Vibe-coding juniors do not know that, their conversation context knows that. Once things get buggy and changes are hard, they will fill up their context with tries/retries until it works, leading to their feedback loop being trained on prompts and coding tools, not code itself.

Even if they read the outputted code, they have no experience using it so they are not aware of the issues - i.e. something would be better being a typed state, but they don't really use it so they will not care, as they do not have to handle the edge cases, they will not understand the DX from an IDE, they will not build a full mental model of how it works, just a shallow one.

This leads to insane inefficiencies - wasting 50 prompt cycles instead of 10, not understanding cross-codebase patterns, lack of learning transfer from codebase to codebase, etc.

With a minor understanding of state modeling and architecture, an vibe-coding junior can be made 100x more efficient, but due to the vibe-coding itself, they will probably never learn state modeling and architecture, learn to refactor or properly manipulate abstractions, leading to an eternal cycle of LLM-driven sloppypasta code, trained on millions of terrible github repositories, old outdated API's and stack overflow answers.

FpUser 6 hours ago | parent | next [-]

>"they will fill up their context with tries/retries until it works"

Or until it does not. On numerous occasions I've observed LLMs get stuck in the endless loop of fix: one thing, break the other. Senior is capable of fixing it themselves and juniors may not even have a clue how the code works.

mattmanser 9 hours ago | parent | prev [-]

I was thinking about this last week.

I don't think this is necessarily a massive moat for senior programmers. I feel it's a not a massive jump to teach AI architecture patterns and good data modelling?

I feel that anthropic etc al. just haven't got to that training stage yet.

That then leaves you with the mental model problem. Yes, there then a large context problem, but again I was wondering if setting up an MCP that presented the AI a meaningful class map or something might help.

Essentially give the AI a mental model of the code. I personally find class maps useless as they tend to clash with my own mental model. But it might work with AI. The class map can obviously be built without AI, but then you might even get AI to go through the code function by function and annotate the class map with comments about any oddities of each function. The MCP server could even limit the size of the map, depending on what part of the code it's looking to change (working on the email sending, don't bother sending them the UI later).

I'm guessing someone's already tried it given some of the ridiculous .Claude folders I've seen[1] but I've seen no-one talking about whether it works or not yet in the discussions I follow.

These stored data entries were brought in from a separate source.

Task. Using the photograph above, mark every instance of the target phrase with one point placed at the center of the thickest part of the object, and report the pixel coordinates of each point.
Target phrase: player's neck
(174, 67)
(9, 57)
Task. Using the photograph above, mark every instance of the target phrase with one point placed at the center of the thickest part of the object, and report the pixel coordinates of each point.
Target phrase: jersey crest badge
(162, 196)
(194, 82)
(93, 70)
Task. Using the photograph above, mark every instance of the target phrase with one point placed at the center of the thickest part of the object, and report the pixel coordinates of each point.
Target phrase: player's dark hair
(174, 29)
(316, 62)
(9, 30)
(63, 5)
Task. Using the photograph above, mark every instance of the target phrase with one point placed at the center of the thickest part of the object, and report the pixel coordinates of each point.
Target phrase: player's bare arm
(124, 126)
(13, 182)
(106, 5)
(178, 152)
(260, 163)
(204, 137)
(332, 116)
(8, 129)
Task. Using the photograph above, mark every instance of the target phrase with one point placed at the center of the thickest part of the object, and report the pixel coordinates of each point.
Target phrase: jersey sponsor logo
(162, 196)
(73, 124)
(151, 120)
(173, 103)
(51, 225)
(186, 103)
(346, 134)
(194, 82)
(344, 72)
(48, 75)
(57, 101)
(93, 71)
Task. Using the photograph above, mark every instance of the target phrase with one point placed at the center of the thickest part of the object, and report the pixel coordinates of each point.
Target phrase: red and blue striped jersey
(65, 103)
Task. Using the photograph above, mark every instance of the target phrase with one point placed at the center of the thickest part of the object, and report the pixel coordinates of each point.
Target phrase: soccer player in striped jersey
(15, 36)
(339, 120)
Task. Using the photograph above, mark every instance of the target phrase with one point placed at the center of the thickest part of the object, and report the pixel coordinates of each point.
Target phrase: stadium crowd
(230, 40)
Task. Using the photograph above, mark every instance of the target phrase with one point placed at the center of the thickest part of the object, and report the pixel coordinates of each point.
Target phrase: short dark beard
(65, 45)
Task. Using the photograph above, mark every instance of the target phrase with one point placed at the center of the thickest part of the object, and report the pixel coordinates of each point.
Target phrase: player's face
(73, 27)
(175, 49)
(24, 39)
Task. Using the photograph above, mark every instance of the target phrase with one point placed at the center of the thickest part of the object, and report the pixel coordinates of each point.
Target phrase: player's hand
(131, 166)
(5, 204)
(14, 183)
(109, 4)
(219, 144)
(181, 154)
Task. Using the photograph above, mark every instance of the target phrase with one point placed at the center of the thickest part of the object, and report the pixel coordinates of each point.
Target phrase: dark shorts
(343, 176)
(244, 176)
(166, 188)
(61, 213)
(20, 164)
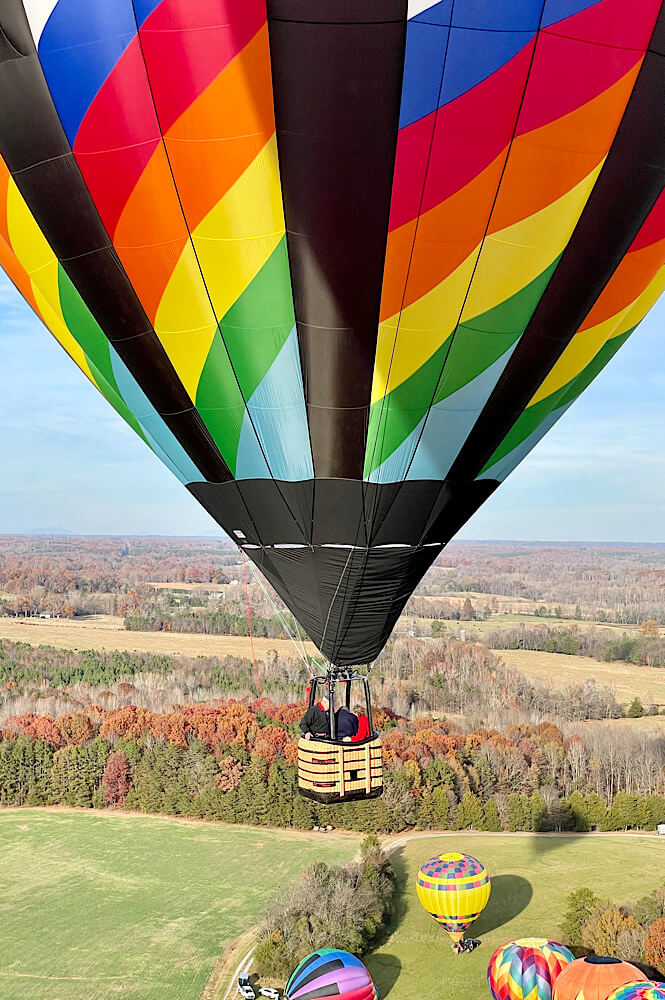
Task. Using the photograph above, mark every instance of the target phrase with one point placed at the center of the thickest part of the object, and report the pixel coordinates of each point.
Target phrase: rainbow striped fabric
(639, 991)
(526, 969)
(340, 265)
(454, 889)
(330, 972)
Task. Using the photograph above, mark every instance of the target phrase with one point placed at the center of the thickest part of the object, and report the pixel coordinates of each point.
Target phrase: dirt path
(226, 973)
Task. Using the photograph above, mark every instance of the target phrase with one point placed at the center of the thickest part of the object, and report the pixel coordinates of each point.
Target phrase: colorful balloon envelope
(340, 265)
(594, 978)
(526, 969)
(639, 991)
(330, 972)
(454, 889)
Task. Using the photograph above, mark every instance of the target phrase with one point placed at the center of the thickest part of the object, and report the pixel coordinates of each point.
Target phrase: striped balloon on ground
(594, 978)
(330, 972)
(454, 889)
(639, 991)
(526, 969)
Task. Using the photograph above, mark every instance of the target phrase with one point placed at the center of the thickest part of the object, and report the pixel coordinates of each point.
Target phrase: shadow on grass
(541, 845)
(384, 970)
(510, 895)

[1] That I suspect are pointlessly over complicated and make CC worse not better

thecupisblue 7 hours ago | parent [-]

Yeah, tried similar things.

The issue is that having them learn that on it's own is currently an inaccurate process with a lot of overlooking. I recently tried doing some of the techniques that fared well on smaller repositories on a giant monorepo, and while sometimes they did yield improvements, most often things got overlooked, dependencies forgot about, testing suites confused. And it wastes a ton of compute in the end for smaller yields.

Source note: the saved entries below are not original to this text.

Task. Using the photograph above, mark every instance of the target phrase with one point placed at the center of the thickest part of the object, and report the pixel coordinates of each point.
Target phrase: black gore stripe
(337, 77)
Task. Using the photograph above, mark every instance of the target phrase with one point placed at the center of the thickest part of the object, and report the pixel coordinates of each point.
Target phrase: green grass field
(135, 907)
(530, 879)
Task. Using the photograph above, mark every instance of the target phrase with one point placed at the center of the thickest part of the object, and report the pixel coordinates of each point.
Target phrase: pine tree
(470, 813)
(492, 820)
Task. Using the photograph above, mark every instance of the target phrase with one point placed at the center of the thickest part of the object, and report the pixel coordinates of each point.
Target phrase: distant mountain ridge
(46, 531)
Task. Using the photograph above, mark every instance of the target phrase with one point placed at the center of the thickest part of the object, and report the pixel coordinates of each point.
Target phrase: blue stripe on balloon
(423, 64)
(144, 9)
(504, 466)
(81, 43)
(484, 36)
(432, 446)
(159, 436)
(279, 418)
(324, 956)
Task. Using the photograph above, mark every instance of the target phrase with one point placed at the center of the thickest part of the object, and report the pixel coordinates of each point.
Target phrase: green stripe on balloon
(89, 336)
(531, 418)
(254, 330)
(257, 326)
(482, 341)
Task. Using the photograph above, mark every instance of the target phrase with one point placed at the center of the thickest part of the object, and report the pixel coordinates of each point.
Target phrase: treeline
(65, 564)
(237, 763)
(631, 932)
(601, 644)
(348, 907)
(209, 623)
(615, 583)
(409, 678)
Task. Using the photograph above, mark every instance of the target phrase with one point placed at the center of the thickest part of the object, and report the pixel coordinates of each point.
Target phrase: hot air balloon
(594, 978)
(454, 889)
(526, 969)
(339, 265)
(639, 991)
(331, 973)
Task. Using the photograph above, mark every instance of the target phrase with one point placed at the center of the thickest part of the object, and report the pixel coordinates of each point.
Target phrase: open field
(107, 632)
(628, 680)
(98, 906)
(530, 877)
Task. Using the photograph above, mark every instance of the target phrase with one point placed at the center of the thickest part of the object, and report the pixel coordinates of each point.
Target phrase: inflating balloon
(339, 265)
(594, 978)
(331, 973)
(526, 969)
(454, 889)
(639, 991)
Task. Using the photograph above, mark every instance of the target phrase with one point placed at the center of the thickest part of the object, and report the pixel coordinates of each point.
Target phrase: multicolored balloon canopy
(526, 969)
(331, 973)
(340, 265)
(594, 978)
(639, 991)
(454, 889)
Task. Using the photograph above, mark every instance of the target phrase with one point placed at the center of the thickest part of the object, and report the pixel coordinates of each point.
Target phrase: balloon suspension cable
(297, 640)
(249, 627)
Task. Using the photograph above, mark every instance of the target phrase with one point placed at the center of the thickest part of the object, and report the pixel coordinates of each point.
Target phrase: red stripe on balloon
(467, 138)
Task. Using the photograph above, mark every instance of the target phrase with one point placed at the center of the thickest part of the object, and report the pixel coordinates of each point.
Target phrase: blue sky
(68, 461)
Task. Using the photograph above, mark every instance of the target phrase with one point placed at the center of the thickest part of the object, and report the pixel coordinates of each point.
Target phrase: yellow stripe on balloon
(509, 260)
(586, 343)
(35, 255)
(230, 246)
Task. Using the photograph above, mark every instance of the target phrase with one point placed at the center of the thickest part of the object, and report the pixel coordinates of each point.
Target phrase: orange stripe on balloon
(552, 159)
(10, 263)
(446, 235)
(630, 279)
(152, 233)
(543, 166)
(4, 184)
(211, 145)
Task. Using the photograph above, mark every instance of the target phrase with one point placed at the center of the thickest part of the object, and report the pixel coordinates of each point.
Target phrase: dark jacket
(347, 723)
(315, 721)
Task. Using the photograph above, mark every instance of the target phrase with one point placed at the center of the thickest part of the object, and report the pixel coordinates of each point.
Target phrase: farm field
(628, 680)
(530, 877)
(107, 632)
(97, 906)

It will get better, that I am sure of, but currently the best way is to introduce it an architecture, give it some samples so it can do what it does best - follow text patterns. But people are mostly trying to one-shot things with this magical AI they heard about without any proper investment of time and mindshare into it.

While some might say "oh that wont work well in legacy repositores, we got 6 architectures here", pointing that out and adding a markdown explaining each helps a ton. And not "hey claude generate me an architecture.md" but transferring the actual knowledge you have, together with all the thorny bits into documentation, which will both improve your AI usage and your organisation.